QUICK REVIEW

[논문 리뷰] MultiVis-Agent: A Multi-Agent Framework with Logic Rules for Reliable and Comprehensive Cross-Modal Data Visualization

Jinwei Lu, Yuanfeng Song|arXiv (Cornell University)|2026. 01. 26.

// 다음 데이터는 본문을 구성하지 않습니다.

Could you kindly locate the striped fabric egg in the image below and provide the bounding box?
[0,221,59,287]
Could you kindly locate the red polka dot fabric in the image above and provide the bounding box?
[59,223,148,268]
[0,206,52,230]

Data Visualization and Analytics인용 수 0

한 줄 요약

MultiVis-Agent는 네 가지 시나리오에 걸친 신뢰할 수한 교차 모드 시각화 생성을 위한 논리 규칙 보강 다중 에이전트 프레임워크를 도입하고, 벤치마크와 베이스라인 대비 강력한 실증 이점을 제공합니다.

ABSTRACT

Real-world visualization tasks involve complex, multi-modal requirements that extend beyond simple text-to-chart generation, requiring reference images, code examples, and iterative refinement. Current systems exhibit fundamental limitations: single-modality input, one-shot generation, and rigid workflows. While LLM-based approaches show potential for these complex requirements, they introduce reliability challenges including catastrophic failures and infinite loop susceptibility. To address this gap, we propose MultiVis-Agent, a logic rule-enhanced multi-agent framework for reliable multi-modal and multi-scenario visualization generation. Our approach introduces a four-layer logic rule framework that provides mathematical guarantees for system reliability while maintaining flexibility. Unlike traditional rule-based systems, our logic rules are mathematical constraints that guide LLM reasoning rather than replacing it. We formalize the MultiVis task spanning four scenarios from basic generation to iterative refinement, and develop MultiVis-Bench, a benchmark with over 1,000 cases for multi-modal visualization evaluation. Extensive experiments demonstrate that our approach achieves 75.63% visualization score on challenging tasks, significantly outperforming baselines (57.54-62.79%), with task completion rates of 99.58% and code execution success rates of 94.56% (vs. 74.48% and 65.10% without logic rules), successfully addressing both complexity and reliability challenges in automated visualization generation.

연구 동기 및 목표

Text-to-Vis를 다중 모달 입력(텍스트, 이미지, 코드)으로 확장하고 현실 세계의 워크플로를 반영하기 위한 반복적 정제.
LLM 기반 시각화의 신뢰 가능성을 형식적 논리 제약과 중앙 집중식 코디네이터로 보장.
네 가지 시각화 시나리오를 형식화하고 실행 가능한 Python 코드가 포함된 벤치마크(MultiVis-Bench)를 발표.
벡터 기반의 대안 대비 시각화 품질, 작업 완료, 코드 실행 성공에서 실질적인 실증 이득을 보여준다.

제안 방법

LLM 추론을 안내하기 위해 (CR, TE, EH, RC) 네 층의 논리 규칙 프레임워크를 제안하되 이를 대체하지 않는다.
데이터베이스/쿼리, 시각화 구현, 검증 및 평가 에이전트를 조정하는 중앙 집중식 코디네이터 에이전트를 구현한다.
네 가지 MultiVis 시나리오(Basic Generation, Image-Referenced Generation, Code-Referenced Generation, Iterative Refinement)를 형식화하고 127개의 차트 유형과 141개의 데이터베이스에서 1,202개의 사례로 MultiVis-Bench를 구축한다.
형식적 정리를 통해 매개변수 안전성, 오류 복구 및 종료에 대한 수학적 보장을 제공한다.
벤치마크를 통해 시각화 점수, 작업 완료 및 코드 실행 성공에서의 개선을 평가한다.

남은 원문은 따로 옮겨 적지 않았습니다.